Saturday, May 24, 2008

Got a mouth like a sailor

The other night I noticed some paper on the ironing board. They were pages from a book, that had been torn out and someone had burned around the edges - to make them look "old."

Asked my husband what they were. "I think the kids found them outside today."

As I'm walking down the hall, I scan one of them. Hotchie-wha-wha. Very colorful language. Ripped straight from a copy of "Boys of Summer."


So, I walk into my girls' room. They're in P.J.'s, cuddled in bed together and coloring.

"Ummm ... where did these come from?"

"Oh, we found those today outside."

"K. I would like to throw them away, because there are some pretty hurtful words on here."

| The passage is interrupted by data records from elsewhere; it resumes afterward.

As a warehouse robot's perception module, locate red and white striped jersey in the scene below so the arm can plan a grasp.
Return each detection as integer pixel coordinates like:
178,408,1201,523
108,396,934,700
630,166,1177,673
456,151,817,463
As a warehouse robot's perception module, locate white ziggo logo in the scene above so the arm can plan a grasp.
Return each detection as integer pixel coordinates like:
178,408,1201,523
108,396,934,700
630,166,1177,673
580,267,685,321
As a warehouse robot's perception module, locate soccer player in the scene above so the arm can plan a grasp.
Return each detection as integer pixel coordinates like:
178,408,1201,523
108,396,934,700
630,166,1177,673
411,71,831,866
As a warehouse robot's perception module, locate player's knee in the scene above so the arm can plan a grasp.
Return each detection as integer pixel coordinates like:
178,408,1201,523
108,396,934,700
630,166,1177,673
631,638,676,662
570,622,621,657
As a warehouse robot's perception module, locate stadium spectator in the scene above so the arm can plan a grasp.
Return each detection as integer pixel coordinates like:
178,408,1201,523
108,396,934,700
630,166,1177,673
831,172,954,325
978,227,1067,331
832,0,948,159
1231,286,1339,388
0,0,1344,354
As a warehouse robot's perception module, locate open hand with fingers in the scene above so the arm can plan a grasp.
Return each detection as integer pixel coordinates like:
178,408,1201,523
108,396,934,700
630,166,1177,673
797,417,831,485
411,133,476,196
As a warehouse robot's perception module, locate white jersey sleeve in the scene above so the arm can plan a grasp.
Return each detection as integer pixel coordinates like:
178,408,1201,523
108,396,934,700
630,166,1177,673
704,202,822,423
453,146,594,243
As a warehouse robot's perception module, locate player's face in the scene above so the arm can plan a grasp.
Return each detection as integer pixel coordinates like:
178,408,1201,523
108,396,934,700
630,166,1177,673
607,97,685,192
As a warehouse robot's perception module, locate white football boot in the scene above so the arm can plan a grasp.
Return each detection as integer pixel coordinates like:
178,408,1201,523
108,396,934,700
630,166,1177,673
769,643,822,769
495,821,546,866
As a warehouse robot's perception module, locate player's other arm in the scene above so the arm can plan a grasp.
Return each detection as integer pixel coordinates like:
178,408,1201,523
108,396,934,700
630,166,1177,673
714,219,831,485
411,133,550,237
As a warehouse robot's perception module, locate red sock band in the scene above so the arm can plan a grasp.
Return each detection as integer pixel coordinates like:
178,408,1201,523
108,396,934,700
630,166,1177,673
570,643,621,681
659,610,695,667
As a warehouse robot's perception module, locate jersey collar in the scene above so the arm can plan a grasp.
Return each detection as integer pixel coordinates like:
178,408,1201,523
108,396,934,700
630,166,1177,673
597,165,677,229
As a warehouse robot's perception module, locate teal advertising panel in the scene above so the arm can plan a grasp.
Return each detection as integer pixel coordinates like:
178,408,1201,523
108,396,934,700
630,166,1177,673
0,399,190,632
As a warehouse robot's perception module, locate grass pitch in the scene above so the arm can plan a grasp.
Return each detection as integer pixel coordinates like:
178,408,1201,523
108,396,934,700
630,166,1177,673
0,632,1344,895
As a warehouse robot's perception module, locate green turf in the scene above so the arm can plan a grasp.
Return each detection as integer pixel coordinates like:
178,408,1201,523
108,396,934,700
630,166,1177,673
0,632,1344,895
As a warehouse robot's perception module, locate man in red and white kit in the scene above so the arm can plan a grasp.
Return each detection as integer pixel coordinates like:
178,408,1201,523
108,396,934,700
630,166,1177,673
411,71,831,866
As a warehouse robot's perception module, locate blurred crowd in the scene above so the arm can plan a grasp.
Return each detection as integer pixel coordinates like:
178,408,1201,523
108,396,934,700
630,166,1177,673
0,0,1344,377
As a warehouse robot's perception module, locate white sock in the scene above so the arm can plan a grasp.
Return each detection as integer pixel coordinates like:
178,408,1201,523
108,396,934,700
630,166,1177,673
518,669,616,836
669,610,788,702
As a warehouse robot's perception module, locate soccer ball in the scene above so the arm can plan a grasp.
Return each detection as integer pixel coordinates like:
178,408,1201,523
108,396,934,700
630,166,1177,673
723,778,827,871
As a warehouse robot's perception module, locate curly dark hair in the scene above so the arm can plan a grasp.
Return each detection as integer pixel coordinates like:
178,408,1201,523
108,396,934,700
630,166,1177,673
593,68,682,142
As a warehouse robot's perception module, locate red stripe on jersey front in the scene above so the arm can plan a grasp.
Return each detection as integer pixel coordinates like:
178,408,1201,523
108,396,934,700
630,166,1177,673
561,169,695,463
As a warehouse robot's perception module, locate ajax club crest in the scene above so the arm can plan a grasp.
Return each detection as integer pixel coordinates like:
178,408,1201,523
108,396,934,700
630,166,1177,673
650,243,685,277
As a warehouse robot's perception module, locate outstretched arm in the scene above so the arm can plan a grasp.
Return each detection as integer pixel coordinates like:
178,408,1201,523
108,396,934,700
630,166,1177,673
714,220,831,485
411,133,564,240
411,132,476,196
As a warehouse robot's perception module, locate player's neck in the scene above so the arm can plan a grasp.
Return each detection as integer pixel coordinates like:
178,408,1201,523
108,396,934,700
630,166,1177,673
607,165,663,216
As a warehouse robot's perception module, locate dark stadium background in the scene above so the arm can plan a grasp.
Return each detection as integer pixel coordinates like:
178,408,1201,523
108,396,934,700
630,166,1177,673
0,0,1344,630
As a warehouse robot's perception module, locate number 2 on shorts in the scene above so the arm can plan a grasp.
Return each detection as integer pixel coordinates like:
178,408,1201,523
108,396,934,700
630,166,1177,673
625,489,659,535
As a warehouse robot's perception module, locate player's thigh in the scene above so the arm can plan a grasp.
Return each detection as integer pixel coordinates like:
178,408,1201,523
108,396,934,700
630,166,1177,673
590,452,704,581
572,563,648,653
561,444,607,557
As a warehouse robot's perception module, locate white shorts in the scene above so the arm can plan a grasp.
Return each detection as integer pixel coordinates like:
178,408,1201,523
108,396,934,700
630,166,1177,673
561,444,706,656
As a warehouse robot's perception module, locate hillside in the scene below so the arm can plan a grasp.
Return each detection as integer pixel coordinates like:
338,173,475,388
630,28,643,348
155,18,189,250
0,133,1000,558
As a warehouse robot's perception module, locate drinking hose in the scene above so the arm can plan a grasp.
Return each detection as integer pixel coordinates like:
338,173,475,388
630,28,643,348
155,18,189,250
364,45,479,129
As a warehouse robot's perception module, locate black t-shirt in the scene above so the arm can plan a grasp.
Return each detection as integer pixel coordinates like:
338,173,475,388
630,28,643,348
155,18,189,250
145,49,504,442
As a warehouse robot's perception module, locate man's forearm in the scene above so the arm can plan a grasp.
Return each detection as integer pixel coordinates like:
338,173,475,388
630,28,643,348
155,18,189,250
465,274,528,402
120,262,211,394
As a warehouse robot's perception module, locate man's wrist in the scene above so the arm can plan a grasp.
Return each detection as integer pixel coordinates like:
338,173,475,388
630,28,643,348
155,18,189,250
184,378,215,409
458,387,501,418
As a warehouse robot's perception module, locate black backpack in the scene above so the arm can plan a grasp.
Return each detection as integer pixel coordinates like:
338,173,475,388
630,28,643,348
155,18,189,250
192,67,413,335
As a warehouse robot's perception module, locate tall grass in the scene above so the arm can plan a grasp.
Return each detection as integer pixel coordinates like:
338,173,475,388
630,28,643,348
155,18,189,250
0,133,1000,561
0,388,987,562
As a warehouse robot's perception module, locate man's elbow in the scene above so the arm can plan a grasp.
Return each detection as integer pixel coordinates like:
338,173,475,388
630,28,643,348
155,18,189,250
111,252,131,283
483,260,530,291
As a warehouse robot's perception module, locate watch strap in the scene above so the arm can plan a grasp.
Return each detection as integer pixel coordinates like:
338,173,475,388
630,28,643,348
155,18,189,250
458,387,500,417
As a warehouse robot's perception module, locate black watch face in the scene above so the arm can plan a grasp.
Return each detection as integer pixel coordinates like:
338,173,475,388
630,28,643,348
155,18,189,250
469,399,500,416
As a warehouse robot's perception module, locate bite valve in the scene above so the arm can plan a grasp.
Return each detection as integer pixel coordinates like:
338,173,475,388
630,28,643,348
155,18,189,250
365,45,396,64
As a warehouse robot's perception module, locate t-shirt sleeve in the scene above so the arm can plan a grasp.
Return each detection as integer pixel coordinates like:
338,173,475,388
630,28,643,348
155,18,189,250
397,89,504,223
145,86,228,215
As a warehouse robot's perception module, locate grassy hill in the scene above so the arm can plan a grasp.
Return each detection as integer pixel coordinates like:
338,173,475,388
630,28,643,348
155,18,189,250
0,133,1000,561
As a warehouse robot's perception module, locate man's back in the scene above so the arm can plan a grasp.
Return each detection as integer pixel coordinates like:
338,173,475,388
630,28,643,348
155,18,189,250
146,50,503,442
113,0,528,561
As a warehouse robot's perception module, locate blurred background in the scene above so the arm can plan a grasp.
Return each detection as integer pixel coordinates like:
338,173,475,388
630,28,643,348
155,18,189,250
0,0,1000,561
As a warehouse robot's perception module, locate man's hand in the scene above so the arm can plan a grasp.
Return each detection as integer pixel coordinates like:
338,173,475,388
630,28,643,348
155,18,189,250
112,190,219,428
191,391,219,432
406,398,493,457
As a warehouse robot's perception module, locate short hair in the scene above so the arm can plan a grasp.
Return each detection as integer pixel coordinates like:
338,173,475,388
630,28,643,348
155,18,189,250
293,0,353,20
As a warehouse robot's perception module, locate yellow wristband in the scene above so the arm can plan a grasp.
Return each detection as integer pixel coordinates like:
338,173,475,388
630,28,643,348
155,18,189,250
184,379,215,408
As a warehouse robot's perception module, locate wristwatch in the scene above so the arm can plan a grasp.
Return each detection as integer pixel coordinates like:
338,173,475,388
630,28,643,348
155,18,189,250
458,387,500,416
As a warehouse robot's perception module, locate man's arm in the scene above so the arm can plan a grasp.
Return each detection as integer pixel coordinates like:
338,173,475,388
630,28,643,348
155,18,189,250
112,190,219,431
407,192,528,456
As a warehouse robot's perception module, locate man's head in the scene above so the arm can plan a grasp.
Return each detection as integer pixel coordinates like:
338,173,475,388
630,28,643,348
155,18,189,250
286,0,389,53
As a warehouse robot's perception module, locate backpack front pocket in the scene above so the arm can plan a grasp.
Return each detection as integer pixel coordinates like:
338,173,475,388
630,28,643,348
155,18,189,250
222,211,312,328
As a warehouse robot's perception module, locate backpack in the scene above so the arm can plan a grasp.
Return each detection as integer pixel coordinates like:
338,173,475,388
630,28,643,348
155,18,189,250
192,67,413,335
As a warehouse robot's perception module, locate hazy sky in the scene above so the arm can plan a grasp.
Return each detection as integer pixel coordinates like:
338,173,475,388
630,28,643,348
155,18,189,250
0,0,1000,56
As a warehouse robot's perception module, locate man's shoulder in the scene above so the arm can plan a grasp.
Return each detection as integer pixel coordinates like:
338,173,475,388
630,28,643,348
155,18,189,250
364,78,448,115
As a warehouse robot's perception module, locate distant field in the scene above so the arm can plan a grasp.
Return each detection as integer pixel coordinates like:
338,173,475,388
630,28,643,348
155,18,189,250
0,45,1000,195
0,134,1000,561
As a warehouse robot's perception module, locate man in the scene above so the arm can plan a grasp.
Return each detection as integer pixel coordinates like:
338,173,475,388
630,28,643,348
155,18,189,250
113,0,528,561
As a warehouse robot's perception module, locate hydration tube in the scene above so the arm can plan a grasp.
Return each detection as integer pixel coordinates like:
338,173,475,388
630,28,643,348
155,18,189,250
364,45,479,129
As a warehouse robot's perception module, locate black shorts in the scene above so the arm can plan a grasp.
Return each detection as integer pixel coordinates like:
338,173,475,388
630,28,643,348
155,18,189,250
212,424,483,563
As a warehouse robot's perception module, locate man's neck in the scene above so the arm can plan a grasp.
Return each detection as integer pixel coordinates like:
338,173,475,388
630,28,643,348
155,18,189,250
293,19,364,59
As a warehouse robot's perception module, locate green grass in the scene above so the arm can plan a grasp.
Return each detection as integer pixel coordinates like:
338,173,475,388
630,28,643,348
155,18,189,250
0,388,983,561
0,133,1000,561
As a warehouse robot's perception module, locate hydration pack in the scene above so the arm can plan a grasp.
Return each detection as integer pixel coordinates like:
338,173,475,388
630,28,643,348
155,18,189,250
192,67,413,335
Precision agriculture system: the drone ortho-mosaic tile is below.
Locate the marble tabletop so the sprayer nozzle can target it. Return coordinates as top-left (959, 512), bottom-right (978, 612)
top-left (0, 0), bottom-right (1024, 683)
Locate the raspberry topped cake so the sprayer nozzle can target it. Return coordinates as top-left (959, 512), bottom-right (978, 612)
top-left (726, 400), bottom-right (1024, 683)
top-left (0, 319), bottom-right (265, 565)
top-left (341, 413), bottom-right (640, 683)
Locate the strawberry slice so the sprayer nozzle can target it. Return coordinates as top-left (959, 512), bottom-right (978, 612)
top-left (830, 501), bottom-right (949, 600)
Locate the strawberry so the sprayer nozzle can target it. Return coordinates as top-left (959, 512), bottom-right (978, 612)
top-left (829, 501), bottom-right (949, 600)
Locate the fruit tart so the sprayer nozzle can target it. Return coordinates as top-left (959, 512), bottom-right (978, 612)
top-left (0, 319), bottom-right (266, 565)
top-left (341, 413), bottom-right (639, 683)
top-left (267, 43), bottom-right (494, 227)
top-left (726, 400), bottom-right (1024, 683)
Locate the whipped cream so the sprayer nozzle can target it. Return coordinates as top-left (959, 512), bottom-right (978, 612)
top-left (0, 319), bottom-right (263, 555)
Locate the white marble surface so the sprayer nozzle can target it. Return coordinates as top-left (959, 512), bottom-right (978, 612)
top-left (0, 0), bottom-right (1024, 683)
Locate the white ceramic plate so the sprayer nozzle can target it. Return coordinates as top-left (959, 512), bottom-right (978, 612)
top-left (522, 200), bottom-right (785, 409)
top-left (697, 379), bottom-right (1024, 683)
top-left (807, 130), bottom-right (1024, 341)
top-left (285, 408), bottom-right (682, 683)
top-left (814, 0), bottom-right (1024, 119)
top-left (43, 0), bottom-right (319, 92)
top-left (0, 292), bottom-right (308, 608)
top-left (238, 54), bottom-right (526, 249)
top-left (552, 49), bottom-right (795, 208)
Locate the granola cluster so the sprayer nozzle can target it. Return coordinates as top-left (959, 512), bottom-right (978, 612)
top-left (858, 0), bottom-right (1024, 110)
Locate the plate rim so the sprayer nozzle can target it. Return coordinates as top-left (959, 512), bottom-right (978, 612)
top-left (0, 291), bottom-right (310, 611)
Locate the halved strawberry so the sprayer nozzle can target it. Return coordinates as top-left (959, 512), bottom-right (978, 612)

**my 10-year-old, without batting and eye or looking up, and with 115% innocence** "Yeah. It said something about some f****** boys. I don't think that's a nice thing to say."

**cough**choke**reapply poker face**

"No, honey, we shouldn't say things like that. Very hurtful."

They continued to color. I left the room quickly and ran to tell my husband ... who instantly said, "Well, at least I know what your next blog will be!"


Noah Bear said...

Oh wow. When I was a kid, I found an old Playboy that someone had dumped in a field in our neighborhood. I was about 7 - and I was morbidly fascinated by it. I sat down and flipped through the whole magazine, not realizing that I was sitting in a fire ant pile. But I was taught not to lie and had to explain what happened and why I had a thousand ant bites on my butt. My mom was horrified. My dad just wanted me to show him where the magazine was. :-)

Good luck!


Cammie said...

That soooo makes me laugh! It's like the time my son said, "S**t!" When he lost on his Gameboy. After I picked my chin up, I discussed with him more appropriate things to say!